Cupping Skills Exam
Time: 4 Tests, 60 Minutes each
Passing Score: 80% (86 Points)
The core of the Q Grader course is its four cupping flights. Each flight includes six coffee samples and one reference set for discussion and calibration before exam time begins. These include tables of:
- Central American coffees
- Asia/Pacific & Indonesian flight
- East African and one of
- all dry natural processed coffees.
The origins shown above are in no particular order. Courses conducted in coffee-growing countries substitute one of the standard flights for a domestic flight.
- Be familiar with SCA’s cupping protocols.
- Before taking your Q course exam, have some experience cupping coffees from all major world origin groups.
- Be able to identify and grade cup characteristics and record your findings correctly on the SCA Cupping form.
Team up with other experienced cuppers and hold tastings regularly — if this is not already a part of your daily job or routine. The goal is to become familiar with the various characteristics of different origins. This is particularly important for cuppers who work in a coffee-growing region. Those living in coffee-growing areas rarely can taste coffee from elsewhere.
At the end of each flight, scoresheets are entered into a spreadsheet. The spreadsheet applies proprietary mathematical formulas to calculate your performance. Coffee sensory characteristics are graded on a scale of 6-10 for each attribute (fragrance/aroma, flavor, aftertaste, acidity, etc.) in quarter-point increments, leading to a unique total point score.
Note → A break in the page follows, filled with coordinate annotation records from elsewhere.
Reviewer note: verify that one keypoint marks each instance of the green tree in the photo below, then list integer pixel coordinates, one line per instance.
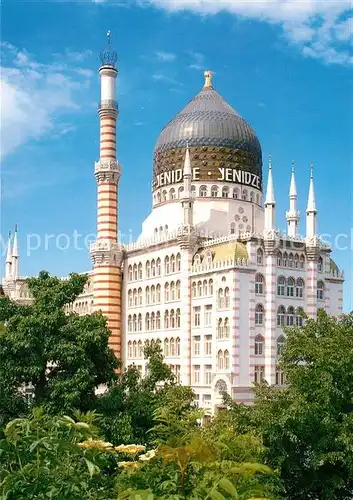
(63, 356)
(307, 427)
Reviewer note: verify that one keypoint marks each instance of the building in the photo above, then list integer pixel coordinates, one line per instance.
(210, 275)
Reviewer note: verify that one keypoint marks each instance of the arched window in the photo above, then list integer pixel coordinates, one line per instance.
(220, 329)
(158, 320)
(140, 349)
(177, 347)
(299, 288)
(280, 345)
(166, 348)
(177, 318)
(166, 265)
(166, 320)
(220, 298)
(148, 269)
(147, 322)
(172, 264)
(290, 316)
(281, 284)
(226, 360)
(285, 259)
(302, 262)
(226, 298)
(259, 314)
(296, 261)
(166, 292)
(279, 259)
(320, 290)
(172, 291)
(259, 284)
(259, 345)
(320, 264)
(178, 262)
(281, 315)
(177, 289)
(220, 360)
(290, 287)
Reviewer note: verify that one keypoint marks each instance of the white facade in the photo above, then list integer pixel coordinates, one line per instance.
(214, 282)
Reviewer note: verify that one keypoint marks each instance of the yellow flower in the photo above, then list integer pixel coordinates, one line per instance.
(125, 465)
(97, 445)
(131, 449)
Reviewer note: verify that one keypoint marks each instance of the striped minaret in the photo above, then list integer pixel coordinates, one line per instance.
(106, 253)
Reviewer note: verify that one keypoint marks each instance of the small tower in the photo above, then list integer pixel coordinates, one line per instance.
(187, 201)
(15, 256)
(293, 215)
(270, 203)
(8, 265)
(311, 223)
(105, 252)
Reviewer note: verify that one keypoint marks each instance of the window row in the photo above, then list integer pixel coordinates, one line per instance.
(260, 345)
(290, 287)
(153, 321)
(153, 269)
(202, 288)
(208, 191)
(290, 260)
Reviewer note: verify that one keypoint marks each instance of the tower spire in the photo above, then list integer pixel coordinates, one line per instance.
(270, 203)
(15, 255)
(311, 211)
(293, 215)
(8, 264)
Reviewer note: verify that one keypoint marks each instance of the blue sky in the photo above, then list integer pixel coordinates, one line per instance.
(284, 66)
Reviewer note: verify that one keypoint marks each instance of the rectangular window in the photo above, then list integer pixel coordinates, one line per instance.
(208, 345)
(196, 316)
(208, 374)
(196, 372)
(196, 349)
(259, 373)
(208, 315)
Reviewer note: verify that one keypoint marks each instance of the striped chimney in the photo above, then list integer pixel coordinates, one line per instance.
(105, 252)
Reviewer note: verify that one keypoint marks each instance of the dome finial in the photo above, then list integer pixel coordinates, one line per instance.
(208, 79)
(108, 56)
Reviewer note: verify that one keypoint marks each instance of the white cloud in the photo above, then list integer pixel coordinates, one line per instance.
(320, 28)
(165, 56)
(34, 95)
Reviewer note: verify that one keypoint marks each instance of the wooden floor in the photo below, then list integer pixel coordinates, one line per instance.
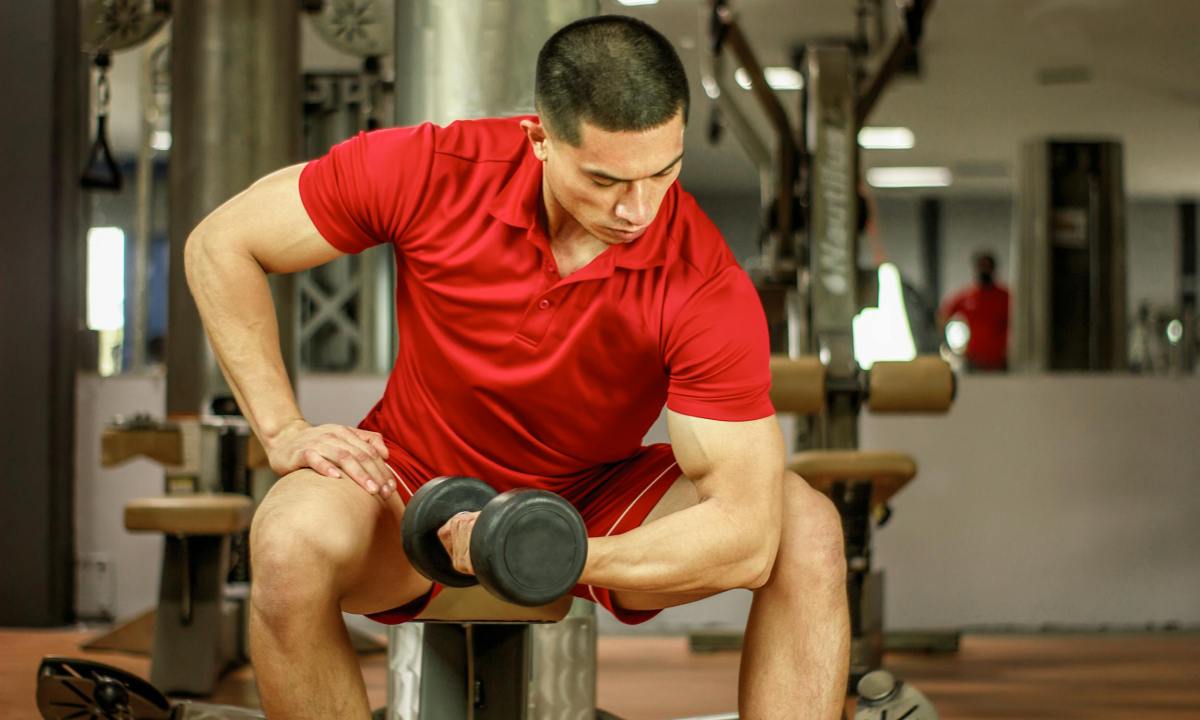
(1044, 677)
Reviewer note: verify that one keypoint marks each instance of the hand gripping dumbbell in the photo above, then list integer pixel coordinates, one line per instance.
(527, 547)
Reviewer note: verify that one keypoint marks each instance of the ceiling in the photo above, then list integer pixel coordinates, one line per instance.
(977, 100)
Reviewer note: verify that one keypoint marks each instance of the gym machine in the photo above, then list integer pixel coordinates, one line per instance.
(809, 281)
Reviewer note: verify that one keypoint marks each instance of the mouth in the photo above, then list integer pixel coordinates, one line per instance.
(629, 234)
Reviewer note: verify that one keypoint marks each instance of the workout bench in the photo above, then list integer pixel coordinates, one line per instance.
(473, 657)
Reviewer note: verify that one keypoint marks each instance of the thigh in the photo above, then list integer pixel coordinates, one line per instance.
(681, 496)
(354, 535)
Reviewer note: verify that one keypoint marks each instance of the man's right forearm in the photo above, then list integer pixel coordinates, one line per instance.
(234, 298)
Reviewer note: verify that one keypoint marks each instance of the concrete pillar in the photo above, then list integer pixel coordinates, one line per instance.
(41, 291)
(235, 117)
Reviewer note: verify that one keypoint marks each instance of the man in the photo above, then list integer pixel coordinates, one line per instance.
(555, 287)
(984, 306)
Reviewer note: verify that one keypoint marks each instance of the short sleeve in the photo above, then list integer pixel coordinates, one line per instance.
(367, 190)
(718, 353)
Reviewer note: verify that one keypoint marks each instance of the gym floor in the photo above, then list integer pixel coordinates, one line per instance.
(1042, 677)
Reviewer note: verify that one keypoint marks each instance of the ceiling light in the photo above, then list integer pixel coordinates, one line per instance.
(106, 279)
(886, 138)
(779, 78)
(909, 177)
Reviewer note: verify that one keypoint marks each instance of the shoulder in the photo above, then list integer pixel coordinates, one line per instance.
(484, 141)
(699, 250)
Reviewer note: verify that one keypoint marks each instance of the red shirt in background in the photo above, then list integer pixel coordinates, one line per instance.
(985, 311)
(505, 370)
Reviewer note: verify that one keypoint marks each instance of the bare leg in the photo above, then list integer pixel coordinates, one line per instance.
(796, 658)
(321, 546)
(796, 655)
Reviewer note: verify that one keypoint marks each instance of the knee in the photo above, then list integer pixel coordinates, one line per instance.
(297, 549)
(810, 547)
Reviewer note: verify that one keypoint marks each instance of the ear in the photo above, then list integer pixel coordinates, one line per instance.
(538, 137)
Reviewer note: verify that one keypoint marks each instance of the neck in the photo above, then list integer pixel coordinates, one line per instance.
(562, 229)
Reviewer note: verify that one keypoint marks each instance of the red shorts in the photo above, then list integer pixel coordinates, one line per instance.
(615, 499)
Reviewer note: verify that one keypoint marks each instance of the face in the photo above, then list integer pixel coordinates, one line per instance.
(613, 183)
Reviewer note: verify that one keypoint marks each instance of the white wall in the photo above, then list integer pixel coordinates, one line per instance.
(1039, 499)
(1048, 499)
(130, 582)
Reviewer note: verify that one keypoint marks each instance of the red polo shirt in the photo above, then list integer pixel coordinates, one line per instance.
(507, 371)
(985, 310)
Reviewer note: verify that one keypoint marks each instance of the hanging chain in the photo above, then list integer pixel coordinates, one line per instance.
(103, 94)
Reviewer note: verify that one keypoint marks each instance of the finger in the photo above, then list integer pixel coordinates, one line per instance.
(375, 439)
(321, 465)
(346, 459)
(367, 456)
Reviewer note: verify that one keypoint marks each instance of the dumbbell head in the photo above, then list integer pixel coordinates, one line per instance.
(431, 507)
(528, 546)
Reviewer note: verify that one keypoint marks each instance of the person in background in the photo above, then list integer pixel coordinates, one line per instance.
(984, 307)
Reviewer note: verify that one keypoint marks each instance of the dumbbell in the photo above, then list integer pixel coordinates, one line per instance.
(527, 547)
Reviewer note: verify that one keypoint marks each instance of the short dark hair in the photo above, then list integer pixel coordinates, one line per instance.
(615, 72)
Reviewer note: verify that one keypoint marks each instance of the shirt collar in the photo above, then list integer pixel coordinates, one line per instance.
(517, 204)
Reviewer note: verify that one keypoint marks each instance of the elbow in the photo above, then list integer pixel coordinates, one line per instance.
(193, 256)
(759, 561)
(759, 567)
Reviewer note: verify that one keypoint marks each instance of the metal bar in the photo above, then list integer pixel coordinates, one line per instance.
(1189, 285)
(898, 52)
(786, 159)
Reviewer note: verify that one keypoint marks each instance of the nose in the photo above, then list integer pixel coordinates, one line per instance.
(635, 205)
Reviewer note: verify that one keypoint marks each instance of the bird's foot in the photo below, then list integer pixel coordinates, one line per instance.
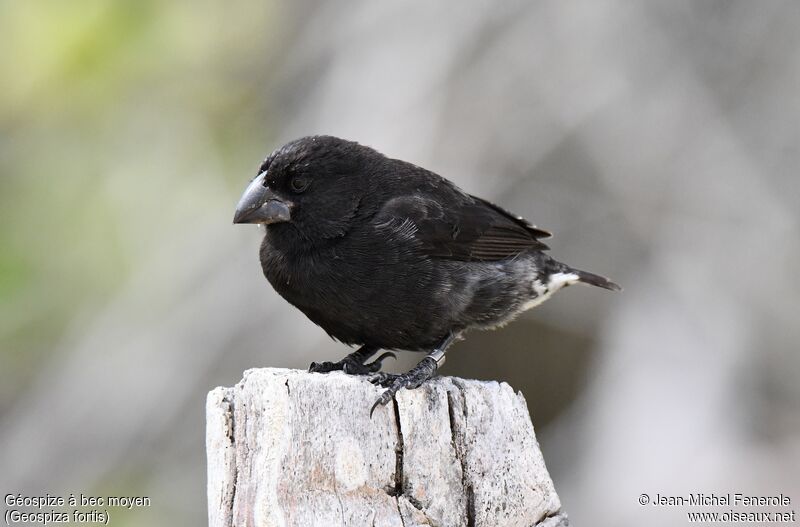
(414, 378)
(350, 365)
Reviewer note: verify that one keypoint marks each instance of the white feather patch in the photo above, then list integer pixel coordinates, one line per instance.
(555, 282)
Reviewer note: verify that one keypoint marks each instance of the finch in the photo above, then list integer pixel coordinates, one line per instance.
(386, 255)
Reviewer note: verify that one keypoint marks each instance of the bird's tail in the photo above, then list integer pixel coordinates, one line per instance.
(595, 279)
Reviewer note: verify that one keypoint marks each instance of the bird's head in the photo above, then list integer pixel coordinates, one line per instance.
(313, 184)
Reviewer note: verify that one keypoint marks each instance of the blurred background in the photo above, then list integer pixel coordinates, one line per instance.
(658, 140)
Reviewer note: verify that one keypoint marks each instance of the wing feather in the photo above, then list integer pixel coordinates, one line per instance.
(463, 227)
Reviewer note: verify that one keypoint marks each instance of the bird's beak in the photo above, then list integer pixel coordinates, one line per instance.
(260, 205)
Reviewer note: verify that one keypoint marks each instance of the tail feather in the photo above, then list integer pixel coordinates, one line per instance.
(596, 280)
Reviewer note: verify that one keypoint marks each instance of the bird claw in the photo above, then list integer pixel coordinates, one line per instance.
(350, 365)
(409, 380)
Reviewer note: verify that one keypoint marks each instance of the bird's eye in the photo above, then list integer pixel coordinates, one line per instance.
(299, 183)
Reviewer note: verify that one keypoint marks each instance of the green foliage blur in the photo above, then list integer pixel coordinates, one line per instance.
(119, 119)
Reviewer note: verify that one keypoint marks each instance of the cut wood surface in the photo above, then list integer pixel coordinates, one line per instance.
(290, 448)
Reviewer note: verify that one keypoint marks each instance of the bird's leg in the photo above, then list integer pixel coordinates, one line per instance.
(353, 364)
(415, 377)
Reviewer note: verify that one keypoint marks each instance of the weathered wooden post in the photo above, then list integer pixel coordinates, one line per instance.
(290, 448)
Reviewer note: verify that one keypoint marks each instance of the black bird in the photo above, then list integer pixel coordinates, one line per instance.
(387, 255)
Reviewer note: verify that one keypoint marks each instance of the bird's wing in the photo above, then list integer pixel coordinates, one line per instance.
(460, 227)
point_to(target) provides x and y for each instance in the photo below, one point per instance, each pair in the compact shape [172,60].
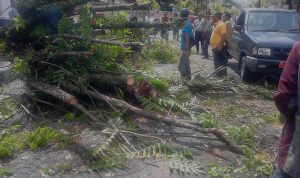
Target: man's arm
[286,97]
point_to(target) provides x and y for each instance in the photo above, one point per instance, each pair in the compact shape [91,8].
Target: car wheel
[245,74]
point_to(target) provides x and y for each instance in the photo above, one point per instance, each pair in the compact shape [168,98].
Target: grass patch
[10,144]
[232,112]
[44,135]
[57,169]
[5,172]
[269,118]
[208,121]
[242,134]
[257,162]
[162,53]
[217,171]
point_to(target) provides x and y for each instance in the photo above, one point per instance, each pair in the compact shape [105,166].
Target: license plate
[282,64]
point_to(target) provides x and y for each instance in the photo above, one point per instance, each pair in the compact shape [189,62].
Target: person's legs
[184,67]
[280,174]
[219,60]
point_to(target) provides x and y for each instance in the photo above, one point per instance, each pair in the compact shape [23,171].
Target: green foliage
[159,85]
[65,26]
[185,167]
[57,169]
[242,134]
[8,108]
[10,144]
[208,120]
[20,66]
[174,106]
[40,31]
[41,137]
[217,171]
[131,125]
[101,150]
[5,172]
[233,112]
[108,163]
[162,53]
[149,105]
[153,151]
[19,22]
[269,118]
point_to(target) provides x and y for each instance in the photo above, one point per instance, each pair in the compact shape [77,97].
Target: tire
[246,75]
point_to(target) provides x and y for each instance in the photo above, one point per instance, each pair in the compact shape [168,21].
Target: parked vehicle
[262,40]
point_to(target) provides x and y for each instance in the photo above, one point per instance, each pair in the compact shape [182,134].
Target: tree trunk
[220,134]
[134,45]
[64,96]
[133,25]
[133,6]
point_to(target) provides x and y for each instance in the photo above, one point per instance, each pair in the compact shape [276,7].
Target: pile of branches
[65,60]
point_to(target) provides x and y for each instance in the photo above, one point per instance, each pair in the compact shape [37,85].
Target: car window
[272,21]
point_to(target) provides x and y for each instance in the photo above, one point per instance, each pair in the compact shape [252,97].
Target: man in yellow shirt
[217,42]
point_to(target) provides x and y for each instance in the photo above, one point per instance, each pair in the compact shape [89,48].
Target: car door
[237,36]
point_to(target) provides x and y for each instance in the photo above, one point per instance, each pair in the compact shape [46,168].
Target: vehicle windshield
[273,21]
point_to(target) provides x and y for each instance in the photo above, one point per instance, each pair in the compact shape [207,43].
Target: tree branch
[134,6]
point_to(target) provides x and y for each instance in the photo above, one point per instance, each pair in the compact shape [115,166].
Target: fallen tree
[134,6]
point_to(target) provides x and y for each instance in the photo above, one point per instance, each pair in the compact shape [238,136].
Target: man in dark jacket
[287,101]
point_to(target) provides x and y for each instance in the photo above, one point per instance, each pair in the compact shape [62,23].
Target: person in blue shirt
[187,33]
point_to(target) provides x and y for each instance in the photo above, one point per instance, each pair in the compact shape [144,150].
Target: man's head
[227,16]
[217,16]
[184,13]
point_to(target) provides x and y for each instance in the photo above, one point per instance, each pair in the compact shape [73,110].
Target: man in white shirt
[198,32]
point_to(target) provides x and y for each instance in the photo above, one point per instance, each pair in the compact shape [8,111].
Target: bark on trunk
[64,96]
[132,25]
[134,45]
[133,6]
[83,54]
[220,134]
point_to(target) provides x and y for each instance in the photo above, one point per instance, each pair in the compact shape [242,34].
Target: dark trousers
[220,60]
[198,38]
[184,67]
[205,43]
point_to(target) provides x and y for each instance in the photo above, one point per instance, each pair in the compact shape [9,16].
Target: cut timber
[132,25]
[84,54]
[127,82]
[64,96]
[220,134]
[133,6]
[134,45]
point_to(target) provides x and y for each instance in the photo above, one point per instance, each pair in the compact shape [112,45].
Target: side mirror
[238,28]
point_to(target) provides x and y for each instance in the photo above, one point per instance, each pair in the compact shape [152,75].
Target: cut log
[125,81]
[80,54]
[64,96]
[134,6]
[134,45]
[220,134]
[132,25]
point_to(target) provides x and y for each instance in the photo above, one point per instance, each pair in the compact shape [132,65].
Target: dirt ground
[29,163]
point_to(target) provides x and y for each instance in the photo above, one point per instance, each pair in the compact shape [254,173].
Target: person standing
[217,41]
[187,33]
[175,25]
[207,30]
[198,32]
[165,30]
[287,101]
[229,30]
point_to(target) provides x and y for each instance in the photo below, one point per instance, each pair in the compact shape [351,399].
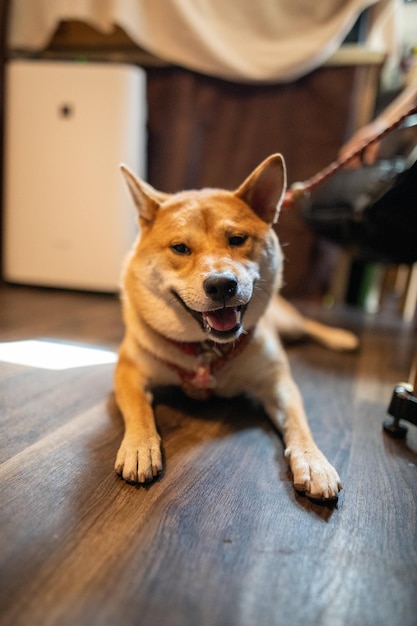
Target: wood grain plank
[221,538]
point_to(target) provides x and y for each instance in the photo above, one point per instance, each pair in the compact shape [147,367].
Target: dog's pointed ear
[146,199]
[264,189]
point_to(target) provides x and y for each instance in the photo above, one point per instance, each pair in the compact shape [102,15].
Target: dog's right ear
[145,198]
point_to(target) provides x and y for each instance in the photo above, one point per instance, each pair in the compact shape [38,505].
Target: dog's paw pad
[139,462]
[314,475]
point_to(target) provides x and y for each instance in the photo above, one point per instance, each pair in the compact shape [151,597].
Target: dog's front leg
[139,457]
[312,472]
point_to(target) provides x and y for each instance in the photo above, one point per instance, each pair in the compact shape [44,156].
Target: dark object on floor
[370,210]
[403,406]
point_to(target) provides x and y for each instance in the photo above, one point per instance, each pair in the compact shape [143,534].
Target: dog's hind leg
[292,325]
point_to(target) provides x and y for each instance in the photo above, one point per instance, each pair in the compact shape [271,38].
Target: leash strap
[299,190]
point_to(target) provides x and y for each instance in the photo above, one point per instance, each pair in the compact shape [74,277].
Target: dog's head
[206,262]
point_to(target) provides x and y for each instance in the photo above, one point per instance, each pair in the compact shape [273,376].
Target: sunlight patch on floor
[54,354]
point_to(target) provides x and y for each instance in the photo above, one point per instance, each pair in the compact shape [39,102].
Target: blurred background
[189,95]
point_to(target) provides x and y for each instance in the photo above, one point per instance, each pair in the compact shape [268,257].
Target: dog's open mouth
[227,320]
[224,323]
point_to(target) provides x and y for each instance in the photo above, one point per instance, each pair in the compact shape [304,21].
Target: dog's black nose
[220,287]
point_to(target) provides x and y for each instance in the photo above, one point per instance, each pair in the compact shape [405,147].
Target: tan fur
[199,252]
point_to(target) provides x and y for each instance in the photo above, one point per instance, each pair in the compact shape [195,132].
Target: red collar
[211,357]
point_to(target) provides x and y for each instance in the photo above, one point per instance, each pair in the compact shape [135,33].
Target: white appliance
[68,217]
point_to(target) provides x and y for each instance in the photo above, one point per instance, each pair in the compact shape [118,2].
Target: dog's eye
[180,248]
[237,240]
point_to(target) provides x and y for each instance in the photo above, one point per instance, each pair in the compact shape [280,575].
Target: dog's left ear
[264,189]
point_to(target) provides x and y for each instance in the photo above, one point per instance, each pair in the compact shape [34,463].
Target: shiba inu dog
[201,311]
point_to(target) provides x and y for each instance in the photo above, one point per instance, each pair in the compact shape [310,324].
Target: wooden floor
[221,539]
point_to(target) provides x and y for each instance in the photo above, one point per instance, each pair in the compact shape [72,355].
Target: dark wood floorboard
[221,538]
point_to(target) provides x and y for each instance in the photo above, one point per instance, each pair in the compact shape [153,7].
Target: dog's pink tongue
[223,319]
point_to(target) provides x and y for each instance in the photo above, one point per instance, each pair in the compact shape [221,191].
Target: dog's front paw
[139,461]
[313,474]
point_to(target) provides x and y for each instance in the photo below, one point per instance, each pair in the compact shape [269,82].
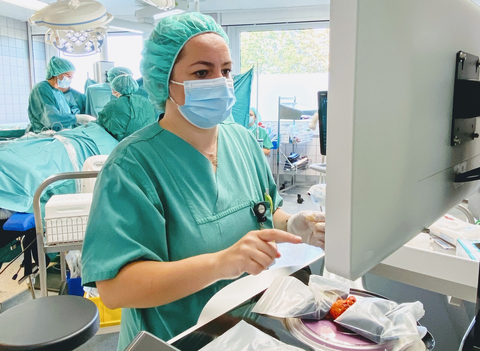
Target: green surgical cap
[164,45]
[57,66]
[117,71]
[124,84]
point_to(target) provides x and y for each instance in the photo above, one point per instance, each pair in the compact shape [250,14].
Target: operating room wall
[14,71]
[39,59]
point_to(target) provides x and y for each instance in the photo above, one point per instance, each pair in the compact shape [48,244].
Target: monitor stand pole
[471,339]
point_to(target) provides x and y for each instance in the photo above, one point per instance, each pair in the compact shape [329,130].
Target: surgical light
[75,27]
[29,4]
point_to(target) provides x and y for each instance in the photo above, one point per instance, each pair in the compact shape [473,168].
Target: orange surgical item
[341,306]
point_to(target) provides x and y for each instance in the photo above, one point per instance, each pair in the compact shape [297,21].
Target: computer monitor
[322,121]
[391,164]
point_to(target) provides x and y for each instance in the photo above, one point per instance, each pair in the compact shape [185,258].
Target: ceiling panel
[126,8]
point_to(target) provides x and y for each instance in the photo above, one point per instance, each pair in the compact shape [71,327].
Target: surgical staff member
[259,133]
[128,113]
[175,217]
[75,99]
[47,106]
Although one coffee sample may be evaluated as having all characteristics graded at the same, e.g., “7.0” score, it is not frequent. Cuppers who rate all characteristics as being equal are generally unsure of their performance or otherwise aim for the statistical middle in a group of cuppers. Cuppers scoring coffees this way will fail and be asked to retake the exam. The same is true of those who cannot correctly complete a scoresheet and those who fall too far out of calibration.
Calibrate with fellow cuppers and instructors and avoid lazy or safe harbor cupping. Experienced cuppers with exposure to many coffee origins and familiar with the SCA form should pass with ease.